The research project ‘Disaster Relief Simulation’ is dealing with the issue of resource allocation, information asymmetry and collaborative planning at the site of emergencies. The focus is to develop optimal decision-making strategies using a theoretic simulation approach. This simulation allows to derive and evaluate different communication and management strategies. The results should help to set up and calibrate an information system which is tracking the resources on a disaster site and should provide relevant information to the different actors. Therefore the system provides an algorithmic-filtered information stream for the officers and decision makers, allowing them to make optimal just-in-time decisions. A real-world mobile system has been developed, calibrated and calibrated by this study.
The concepts of the research project have been implemented and tested with an NGO in Austria. The prototypic implementation is called FARMS and stands for “First Action Resource Management System”. It is expressing the purpose of managing and guiding resources in disaster release scenarios.
Woeckl: Location-based resource management and collaborative planning in the field of disaster relief operations. POMS Singapore (2014)
Woeckl: Just-in-time classification of location-based data to optimize assignment and routing decisions in supply chains. POMS Singapore (2014)
In the field of an disaster relief operation its critical to gather and distribute knowledge about the actual status of the operation – which is highly dynamic and therefore changing over time. Here we introduce an advanced planning & decision support system to collaboratively capture and share information within a decentralized and dynamic structure. Dynamic algorithms are used to aggregate the information and to redistribute the optimization results and strategic decisions supported by the aggregated data. The system is able to form an ad-hoc network, using mobile phones as location-based data-collection clients and mobile servers as a data back-end.

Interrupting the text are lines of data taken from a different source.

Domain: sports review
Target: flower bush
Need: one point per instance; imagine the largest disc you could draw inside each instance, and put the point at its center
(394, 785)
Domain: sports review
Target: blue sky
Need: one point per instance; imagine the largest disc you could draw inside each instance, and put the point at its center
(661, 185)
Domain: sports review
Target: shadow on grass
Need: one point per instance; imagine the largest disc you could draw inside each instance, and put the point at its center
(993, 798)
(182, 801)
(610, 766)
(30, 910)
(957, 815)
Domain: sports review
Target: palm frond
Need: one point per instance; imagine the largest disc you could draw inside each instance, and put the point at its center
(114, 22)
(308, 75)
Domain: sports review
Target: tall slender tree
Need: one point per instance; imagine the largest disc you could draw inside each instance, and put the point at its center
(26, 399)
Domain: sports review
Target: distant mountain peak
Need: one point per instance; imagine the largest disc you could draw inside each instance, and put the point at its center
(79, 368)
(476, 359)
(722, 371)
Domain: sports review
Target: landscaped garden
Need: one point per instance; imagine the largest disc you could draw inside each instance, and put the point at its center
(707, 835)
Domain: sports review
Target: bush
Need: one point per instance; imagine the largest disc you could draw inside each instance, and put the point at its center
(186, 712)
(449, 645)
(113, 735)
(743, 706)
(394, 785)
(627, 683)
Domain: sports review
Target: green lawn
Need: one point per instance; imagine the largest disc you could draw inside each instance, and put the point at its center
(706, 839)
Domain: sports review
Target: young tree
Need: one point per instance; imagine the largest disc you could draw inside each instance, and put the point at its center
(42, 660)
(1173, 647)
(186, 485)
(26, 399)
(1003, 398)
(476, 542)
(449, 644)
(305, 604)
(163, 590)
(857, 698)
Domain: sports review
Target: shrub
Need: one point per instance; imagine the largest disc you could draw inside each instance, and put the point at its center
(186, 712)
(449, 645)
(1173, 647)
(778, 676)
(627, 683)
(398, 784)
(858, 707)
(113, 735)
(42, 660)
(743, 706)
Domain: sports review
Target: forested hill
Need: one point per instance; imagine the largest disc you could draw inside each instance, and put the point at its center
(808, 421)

Based on location-based transaction data (e.g. pictures, routes, descriptions, status reports) captured by a decision support system in the field of disaster relief and supply chains management in general, an optimal assignment of resources to events and an optimal routing should be derived. Big data algorithms are applied to classify the actual situational data and to calibrate the decision rules for the required just-in-time assignment and routing decision of resources. The unstructured high-dimensional input data are enriched by expert knowledge forming a judgmental forecast system, which is used to control the effect of the decisions on supply chain performance measures.